See https://www.texaslsn.org/death-taxes-and-fans).
So with great hindsight, I can say with 100% certainty that the “Texas Inc.” firing of Fred Akers had to do more with politics and popularity than team results. Fred was fired for the wrong reasons. History will show, that the two coaches- McWilliams and Mackovic – produced worse records than Fred Akers. With the real reasons for the demise of Texas football not addressed by Longhorn leadership, McWilliams and Mackovic were destined to repeat the errors of the past.
Fred Akers- Mia Culpa
Once again using that hindsight fortune bowl that is perfect 100% of the time, Coach Aker’s did make some questionable decisions that scarred both the Longhorn football team and the football program.
Kirk Bohls said about Fred’s offense, “I wrote with some hyperbole that the four most important things in Akers’ life were first down, second down, third down and fourth down, which was usually when he’d kick a field goal. Too often for fans’ tastes.”
In the book “Longhorn Football” by Bobby Hawthorne the author notes “In time, the stitching that connects the UT faithful- the students and alums, the general admission fans in the nosebleed section, and the high rollers on the fifty-yard line, twenty rows up- unraveled under Akers.”
Internally, Akers struggled with poor offense, team discipline, graduation rates, inability to win “the big one, and perceived arrogance. “Augie Garrido once said there is no antidote for arrogance. Texas school official Bill Little said, “He (Akers) was misunderstood.”

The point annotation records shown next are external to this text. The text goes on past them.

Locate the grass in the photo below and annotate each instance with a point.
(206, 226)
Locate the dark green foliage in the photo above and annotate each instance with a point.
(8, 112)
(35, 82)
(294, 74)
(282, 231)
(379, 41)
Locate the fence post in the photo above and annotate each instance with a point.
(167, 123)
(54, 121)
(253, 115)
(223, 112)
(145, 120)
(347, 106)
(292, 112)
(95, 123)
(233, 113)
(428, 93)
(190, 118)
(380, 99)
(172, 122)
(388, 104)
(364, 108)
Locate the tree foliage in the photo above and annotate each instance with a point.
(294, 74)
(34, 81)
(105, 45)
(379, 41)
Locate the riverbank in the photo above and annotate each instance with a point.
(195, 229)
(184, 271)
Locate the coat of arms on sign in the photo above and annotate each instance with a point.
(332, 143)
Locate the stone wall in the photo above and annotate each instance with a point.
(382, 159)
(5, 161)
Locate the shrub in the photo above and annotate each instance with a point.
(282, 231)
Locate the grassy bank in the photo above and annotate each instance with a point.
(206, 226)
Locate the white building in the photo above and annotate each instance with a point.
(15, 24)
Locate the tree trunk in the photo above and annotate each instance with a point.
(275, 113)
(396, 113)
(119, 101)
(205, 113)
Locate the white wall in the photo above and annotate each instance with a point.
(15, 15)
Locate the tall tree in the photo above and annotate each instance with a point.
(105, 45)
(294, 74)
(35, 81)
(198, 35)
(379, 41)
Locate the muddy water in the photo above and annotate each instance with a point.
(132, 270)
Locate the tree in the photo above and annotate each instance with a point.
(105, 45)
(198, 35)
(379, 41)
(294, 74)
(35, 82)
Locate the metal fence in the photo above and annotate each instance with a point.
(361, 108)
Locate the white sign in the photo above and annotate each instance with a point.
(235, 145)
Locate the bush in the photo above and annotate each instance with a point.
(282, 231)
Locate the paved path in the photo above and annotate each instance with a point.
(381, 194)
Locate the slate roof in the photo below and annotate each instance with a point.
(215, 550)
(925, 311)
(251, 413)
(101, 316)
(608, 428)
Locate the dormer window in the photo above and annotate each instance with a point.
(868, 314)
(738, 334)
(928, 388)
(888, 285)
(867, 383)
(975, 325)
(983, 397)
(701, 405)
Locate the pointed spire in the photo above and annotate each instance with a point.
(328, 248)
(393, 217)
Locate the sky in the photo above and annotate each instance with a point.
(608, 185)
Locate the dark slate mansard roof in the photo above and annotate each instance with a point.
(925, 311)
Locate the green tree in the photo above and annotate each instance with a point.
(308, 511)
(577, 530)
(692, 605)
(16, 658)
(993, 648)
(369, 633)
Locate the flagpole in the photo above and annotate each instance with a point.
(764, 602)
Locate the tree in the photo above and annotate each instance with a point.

On discipline Donnie Little the starting quarterback, said, “with Akers, you were your own person… I remember Fred told the whole team one time that we’re not going to make that dorm a whorehouse.” His words were not heeded. Donnie said we had snakes in the elevators, stereos jamming all during the night. It was like one big party …… “.
“Some guys were shooting out porch lights with deer guns.”
Then there was the episode in 1984 with Tony Edwards, who scuffled with police at a bar. Aker’s response shocked U.T. administrators, team members, and fans. Aker’s sided with Tony stating that he was innocent until proven guilty. Akers allowed Tony to play against Baylor, and #7 Texas lost to Baylor 24-10, and then Tony played in the Freedom Bowl, losing to Iowa 55-15. Coach Dabbs said this was the year that Fred lost the team. It was the worse decision Akers made in his 19-year stint with Texas. Akers should have suspended Edwards immediately.
New Beginnings after Akers- not
After the U.T. administration fired Fred, they fully expected the Longhorn football program to return to the quality of play produced during the DKR years. Instead, from 1987 through 1998, the Horns got worse. Hindsight explains the reason why. On average, Akers won 8.6 games and lost 3.1 games every year. Akers replacement, McWilliams, won 6.2 games and lost 5.2 games every year, and McWilliams replacement, Mackovic, won 6.8 games and lost 4.6 games every year. Coach Akers recorded one 5-6 record in 10 years. Williams and Mackovic recorded five 5-6 seasons. These were the years that fans who in the past expected to win started praying for a win.